Kenya in drive to boost LPG: any lessons for Nigeria?

Kenya is looking for investors to construct liquefied petroleum gas (LPG) storage facilities and cylinder filling plants inland to supply the local market, with the country’s annual LPG usage  expected to rise to 735,217 metric tonnes (mt) by 2035 if supply constraints are removed, according to its ministry of energy.

State-owned Kenya Pipeline Company (KPC) is set to build a storage facility of 2,200 mt in Nairobi, and the government is encouraging investors to build several storage facilities in Nakuru, Eldoret, Kisumu and Sagana under public private partnership framework.

Jospeh Njoroge, Energy Principle Secretary said LPG usage in Kenya is still low, at about 7 percent, with most consumption concentrated in urban areas as most people depend on firewood and charcoal for cooking.

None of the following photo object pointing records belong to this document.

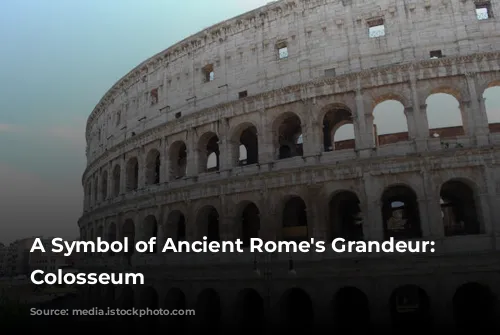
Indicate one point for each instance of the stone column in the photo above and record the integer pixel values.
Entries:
(364, 140)
(265, 137)
(419, 116)
(373, 227)
(141, 159)
(123, 175)
(192, 154)
(478, 115)
(109, 185)
(165, 161)
(225, 157)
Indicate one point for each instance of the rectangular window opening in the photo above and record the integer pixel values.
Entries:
(376, 28)
(282, 50)
(208, 72)
(330, 73)
(436, 54)
(483, 10)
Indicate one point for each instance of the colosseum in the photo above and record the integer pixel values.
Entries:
(306, 119)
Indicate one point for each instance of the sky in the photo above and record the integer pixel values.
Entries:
(57, 59)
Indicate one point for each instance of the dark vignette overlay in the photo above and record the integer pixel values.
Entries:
(239, 160)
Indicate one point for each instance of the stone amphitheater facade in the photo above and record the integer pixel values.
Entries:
(280, 81)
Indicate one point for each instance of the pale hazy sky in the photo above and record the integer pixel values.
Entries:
(57, 59)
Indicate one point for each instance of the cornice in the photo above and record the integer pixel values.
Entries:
(376, 166)
(349, 82)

Kenya plans to increase the tax level on kerosene while removing all taxes currently levied on LPG to make the product more affordable, Njoroge said. “By removing taxes on LPG, we can deviate use of kerosene and wood fuel for cooking to gas.”

He added that the ministry of energy estimates Kenyan Shilling 7 billion ($80 million) will be collected every year from taxes and duties on kerosene, while LPG is promoted as a clean environmentally friendly source of energy.

The ministry is holding discussions with other departments of the Kenyan government as well as the petroleum industry to find ways of reducing the cost of LPG, Njoroge added.

Analysts said the removal of taxes on gas, cookers and other accessories will lead to approximately 8 million new LPG consumers in three to four years. A cylinder filled with 6 kg of LPG retails for about Shilling 1,400 ($159).

However, the commodity’s current erratic supply often leads to retailers hiking LPG cost, meaning demand has stagnated due to inadequate storage facilities at port of Mombasa as well as inland.

According to Njoroge, the country now depends on LPG imports from the Middle East after Kenya Petroleum Refineries Ltd (KPRL) shut down in September 2013. KPRL used to produce 30,000 mt of gas annually. 

The Petroleum Institute of East Africa (PIEA) said marketers had proposed a 16 percent value-added tax on LPG, with a 2 percent import duty on cylinders and gas cookers.

PIEA Chairman Polycarp Igathe said introduction of VAT on LPG in the budget in 2013 made acquisition of cylinders, cookers and accessories by most first time buyers more difficult.

Data compiled by PIEA shows Kenya consumed 14,803 mt of LPG between January and March this year. Usage of gas stood at 59,626 mt from January to December last compared with 63,823 mt in 2012.

In Nigeria, the consumption of kerosene remains very high, not only posing health risks, but also gulps whopping sums from government’s coffers in the name of subsidy, which does not benefit the target audience. Unfavourable government policies, inadequate storage and transportation infrastructure and subsidy on kerosene are said to be major factors fuelling low investment in LPG, which contributes only about 5 percent of cooking fuels and is still used only minimally in industries in the country.

Yinka Omorogbe, former NNPC legal adviser and professor of law, Nigerian Institute of Advanced legal Studies, Abuja recently noted that 122 million Nigerians, representing 75 percent of the population, rely on traditional biomass for cooking.

LPG operators in the country have continued to stress the need for government to intervene and address bottlenecks such as high tariffs on imported LPG equipment and subsidy on kerosene to boost the use of LPG in the country. The government may well have to take a leaf out of Kenya’s book.